Alternatively, we can set the desired caching policy when configuring a URLSession. All requests created from this session inherit its cache policy.

let configuration = URLSessionConfiguration.default
configuration.requestCachePolicy = .returnCacheDataElseLoad
let urlSession = URLSession(configuration: configuration)

The following caching policies are available:

Let's go through each policy and see how the cache is being managed.

.useProtocolCachePolicy

The .useProtocolCachePolicy value is the default cache policy. It uses the caching logic defined in the protocol implementation.

When working with HTTP or HTTPS, the caching capabilities are built into the protocol so the server is able to communicate with the client on how the content should be cached.

For example, the server might send the following cache control headers:

Last-Modified: Mon, 08 Dec 2014 19:23:51 GMT
ETag: "adg2jl4kfmm5"
Cache-Control: max-age=533280
Expires: Sun, 03 May 2024 11:02:37 GMT

We don't need to dive deeper into what each header means, since the caching policy will do all the work for us. So depending on the values the server sends, the caching policy will basically perform the following behaviour:

  • In case no cached response is available, the system fetches the data from the URL.
  • In case a cached response is available, not expired and doesn't always require revalidation, the system returns the cached response.
  • In case a cached response is available, but expired or requires revalidation, a HEAD request is send to the server to check if the resource changed. If it's changed, the system fetches the data from the URL. Otherwise, it returns the cached response.

.reloadIgnoringLocalCacheData

The .reloadIgnoringLocalCacheData policy is self-explanatory, it simply fully ignores local cache data always sending the request to the server.
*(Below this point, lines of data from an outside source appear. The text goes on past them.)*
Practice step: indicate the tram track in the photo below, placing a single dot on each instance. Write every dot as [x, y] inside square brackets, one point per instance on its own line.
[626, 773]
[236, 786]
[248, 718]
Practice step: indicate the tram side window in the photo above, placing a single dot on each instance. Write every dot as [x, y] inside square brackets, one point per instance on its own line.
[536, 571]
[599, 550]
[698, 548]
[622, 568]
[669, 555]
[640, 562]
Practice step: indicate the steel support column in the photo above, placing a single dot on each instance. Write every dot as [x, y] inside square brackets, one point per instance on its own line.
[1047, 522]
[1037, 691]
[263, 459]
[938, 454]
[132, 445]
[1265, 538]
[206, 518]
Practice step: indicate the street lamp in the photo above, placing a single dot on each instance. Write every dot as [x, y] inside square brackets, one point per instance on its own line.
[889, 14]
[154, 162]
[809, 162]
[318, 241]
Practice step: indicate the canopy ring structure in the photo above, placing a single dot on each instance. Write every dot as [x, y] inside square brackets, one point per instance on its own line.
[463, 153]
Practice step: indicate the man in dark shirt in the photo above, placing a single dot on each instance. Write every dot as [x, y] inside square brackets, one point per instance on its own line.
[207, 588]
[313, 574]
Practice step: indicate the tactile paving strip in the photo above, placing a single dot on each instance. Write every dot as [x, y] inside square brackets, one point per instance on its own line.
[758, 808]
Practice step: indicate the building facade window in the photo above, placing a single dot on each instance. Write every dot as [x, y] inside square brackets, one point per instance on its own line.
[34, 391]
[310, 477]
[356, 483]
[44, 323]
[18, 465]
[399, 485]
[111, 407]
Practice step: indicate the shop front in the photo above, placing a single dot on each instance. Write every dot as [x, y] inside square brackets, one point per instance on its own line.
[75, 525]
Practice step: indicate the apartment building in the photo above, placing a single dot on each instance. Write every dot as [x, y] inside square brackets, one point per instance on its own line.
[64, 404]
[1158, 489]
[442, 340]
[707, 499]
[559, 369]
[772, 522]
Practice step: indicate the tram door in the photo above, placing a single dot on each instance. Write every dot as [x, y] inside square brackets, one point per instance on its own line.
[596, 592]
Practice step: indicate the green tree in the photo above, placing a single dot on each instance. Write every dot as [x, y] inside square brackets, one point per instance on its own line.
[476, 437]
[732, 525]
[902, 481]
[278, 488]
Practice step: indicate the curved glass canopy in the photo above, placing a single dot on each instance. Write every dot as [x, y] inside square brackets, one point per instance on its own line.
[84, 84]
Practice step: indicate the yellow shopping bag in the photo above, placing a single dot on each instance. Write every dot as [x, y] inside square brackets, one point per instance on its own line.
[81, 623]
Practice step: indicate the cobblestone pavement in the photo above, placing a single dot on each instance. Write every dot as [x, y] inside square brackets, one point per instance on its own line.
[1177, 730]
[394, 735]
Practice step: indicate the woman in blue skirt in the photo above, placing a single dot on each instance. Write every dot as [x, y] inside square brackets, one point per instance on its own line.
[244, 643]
.reloadIgnoringLocalAndRemoteCacheData

The .reloadIgnoringLocalAndRemoteCacheData also fully ignores local cache data. Additionally, it instructs proxies and other intermediates to ignore their caches so far as the protocol allows.

.returnCacheDataElseLoad

The .returnCacheDataElseLoad policy always uses cached data if available ignoring its age or expiration date. It sends the request to the server only if there is no cached data.

.returnCacheDataDontLoad

The .returnCacheDataDontLoad policy always uses cached data. If no cached data is available, it returns an error. So a request is never send to the server.

.reloadRevalidatingCacheData

The .reloadRevalidatingCacheData policy uses cached data if it can be validated by the server. Otherwise, the request is send to the server.